The 10 minutes I’ve seen in previous tests, seem to be depending on the need what has to be moved around, not something that is hardcoded. I have not seen it to exceed the 10 minutes mark though.

As FUD is not used in portable hardware that Apple sells, there is no need to worry about battery live from FUDs perspective.

FUD will work with just two HDDs

Just out of curiosity I created a Fusion drive (FUD) with two HDDs (same size, one USB, one FW connected). Guess what - FUD is shovelling the data from the second disk to the first one as soon as one accesses the files on disk2 more often.

Interesting enough it always chose the faster drive (USB in my case) to be the caching drive, independent on the order of the drives I used on the command line or the order they were connected.

Furthermore I created a FUD drive with one SSD and two HDDs. It first stored data to the SSD, then to HDD1, then to HDD2. So HDDs were not striped and even though HDD2 was faster it used the HDD1 I’ve given it on the commandline to store things after the SSD.
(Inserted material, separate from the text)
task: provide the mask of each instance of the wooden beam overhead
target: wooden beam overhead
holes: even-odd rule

It did not move data around devices as well so did just exhibit normal concatenated disk characteristics, nothing FUD like.
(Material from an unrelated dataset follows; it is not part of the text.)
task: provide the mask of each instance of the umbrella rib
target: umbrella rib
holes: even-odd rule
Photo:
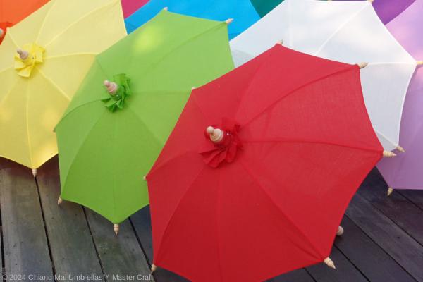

Operating System file caches will affect FUD

Another item I found out: Blocks that are in the filesystem cache (main memory) won’t affect the caching strategy on FUD. So when you read a file that’s on the SSD and it gets later swapped out to the HDD by FUD. Accessing the file again and again won’t bring it to SSD as long it’s still in the filesystem memory cache.

Last notes

I toyed around with FUD only cause Apple did not release any technical information on how it works. Playing around with it I got a few kernel panics so be warned that using the diskutil core storage commands might not be safe.

I would not suggest using such a FUD drive in a real world scenario. But that also comes from my bad experience I had with HFS+ and TimeMachine in the past.